A truth of hospital charges is that a condition does not exist if there is no ICD-10 code to document a condition. A recently (January 2020) released CMS study, which administers Medicare and Medicaid, finds that the use of Z codes to document social determinants of health (SDoH) increased 5% for Medicare fee-for-service patients from 2016 to 2017. It is a noteworthy trend as SDoH are non-medical factors that negatively impact 80-90 percent of health status.
CMS said that the report was the first to analyze claim data for the utilization of Z codes. The Z codes identify non-medical SDoH factors within the Medicare population that influence a patient’s health due to socioeconomic factors. Unaddressed SDoH increases the cost of health care due to frequency and intensity, such as increasing ER use as opposed to managing chronic conditions through community outreach workers or primary care providers. CMS DR-10 SDoH Z codes are:
Z55 – Problems related to education and literacy
Z56 – Problems related to employment or underemployment
Z57 – Occupational exposure to risk factors
Z59 – Problems related to housing and economic factors
Z60 – Problems related to social environment
Z62 – Problems related to upbringing
Z63 – Other problems related to primary support group, including family circumstances
Z64 – Problems related to certain psychosocial circumstances
Z65 – Problems related to other psychosocial circumstances
Currently, DRG-10 users have nine categories of Z codes related to SDoH and several sub-codes, for a total of 97 designators. The CMS study found that about 1.4% of Medicare claims, numbering just shy of half a million, were tagged with Z codes. The five most common Z code claims were for:
Z59.0 – Homelessness
Z60.2 – Problems related to living alone
Z63.4 – Disappearance and death of a family member
Z65.8 – Other specified problems related to psychosocial circumstances
Z63.0 – Problems in relationship with spouse or partner
The Z codes were established to create a better database for addressing SDoH patient stressors.
“More widely adopted and consistent documentation is needed to more comprehensively identify social needs, and monitor progress in addressing them. Collaboration between beneficiaries, community groups, and health care providers will be necessary to address the social determinants of health adequately and ultimately to improve health outcomes.,” the report noted.
Data collection and analysis were front and center in the CMS report. The reports cited a 2014 National Academies of Medicine report that advocated the use of SDoH collection methods in electronic health records to “empower providers” to both improve SDoH-related health disparities and to advance SDoH research. Further, according to CMS, a primary challenge is that currently, SDoH information is not consistently standardized and captured.
In addition, the CMS study also reported on the top ten chronic conditions among Medicare beneficiaries with Z code designations in 2017. These included:
– Hypertension (72%)
– Depression (53%)
– Hyperlipidemia (48%)
– Rheumatoid Arthritis/Osteoarthritis (45%)
– Chronic Kidney Disease (38%)
– Anemia (38%)
– Ischemic Heart Disease (36%)
– Diabetes (34%)
– Chronic Obstructive Pulmonary Disease (25%)

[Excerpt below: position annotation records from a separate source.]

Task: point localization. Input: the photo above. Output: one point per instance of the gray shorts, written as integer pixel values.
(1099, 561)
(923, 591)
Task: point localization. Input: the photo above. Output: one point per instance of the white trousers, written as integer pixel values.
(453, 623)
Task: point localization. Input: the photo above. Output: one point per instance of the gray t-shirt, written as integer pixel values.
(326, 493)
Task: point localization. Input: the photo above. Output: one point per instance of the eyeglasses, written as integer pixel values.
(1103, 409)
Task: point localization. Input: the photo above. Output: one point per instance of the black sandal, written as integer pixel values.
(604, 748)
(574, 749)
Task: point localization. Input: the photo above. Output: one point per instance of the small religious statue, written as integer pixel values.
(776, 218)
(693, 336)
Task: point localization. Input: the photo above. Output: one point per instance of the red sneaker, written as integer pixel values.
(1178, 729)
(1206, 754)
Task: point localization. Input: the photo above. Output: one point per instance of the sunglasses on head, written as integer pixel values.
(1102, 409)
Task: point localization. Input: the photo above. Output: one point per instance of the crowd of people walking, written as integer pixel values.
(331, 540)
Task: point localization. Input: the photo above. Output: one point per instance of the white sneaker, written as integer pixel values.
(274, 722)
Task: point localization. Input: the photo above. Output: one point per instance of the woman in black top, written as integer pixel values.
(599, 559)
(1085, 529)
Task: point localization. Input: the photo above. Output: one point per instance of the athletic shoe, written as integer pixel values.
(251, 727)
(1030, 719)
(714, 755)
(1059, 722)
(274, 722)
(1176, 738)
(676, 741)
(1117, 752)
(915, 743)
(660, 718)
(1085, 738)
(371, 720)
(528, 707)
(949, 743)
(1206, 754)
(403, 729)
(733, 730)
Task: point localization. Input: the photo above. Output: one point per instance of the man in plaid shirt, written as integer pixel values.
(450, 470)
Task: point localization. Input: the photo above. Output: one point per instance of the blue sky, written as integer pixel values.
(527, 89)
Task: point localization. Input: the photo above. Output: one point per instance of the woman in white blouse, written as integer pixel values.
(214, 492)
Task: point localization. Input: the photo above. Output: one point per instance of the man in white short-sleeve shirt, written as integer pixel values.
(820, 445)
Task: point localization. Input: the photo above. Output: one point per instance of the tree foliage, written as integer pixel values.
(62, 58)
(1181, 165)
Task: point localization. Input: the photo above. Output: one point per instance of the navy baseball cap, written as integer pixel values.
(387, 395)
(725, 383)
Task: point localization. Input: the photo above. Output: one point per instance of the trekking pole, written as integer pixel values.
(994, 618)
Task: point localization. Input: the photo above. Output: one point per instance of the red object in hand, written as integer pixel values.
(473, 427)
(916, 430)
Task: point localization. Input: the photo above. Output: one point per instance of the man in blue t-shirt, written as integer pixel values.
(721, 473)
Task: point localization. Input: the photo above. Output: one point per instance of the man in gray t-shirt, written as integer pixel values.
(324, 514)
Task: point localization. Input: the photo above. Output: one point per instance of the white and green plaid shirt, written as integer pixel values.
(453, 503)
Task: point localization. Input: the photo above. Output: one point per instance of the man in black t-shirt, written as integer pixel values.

– Congestive Heart Failure (25%)
The report noted that about 25% of SDoH Z code beneficiaries were dual-eligible for both Medicare and Medicaid. The report also cited “a number of challenges and potential solutions” to improve the use of Z codes to overcome low utilization. This would include participation by social workers, as well as attending clinicians.
“The findings of this study may represent an under count of assessments of the patient social needs. A recent study found that 24% of hospitals and 16% of physician practices screened for food insecurity, housing instability, utilities, transportation, and interpersonal violence,” according to the study authors.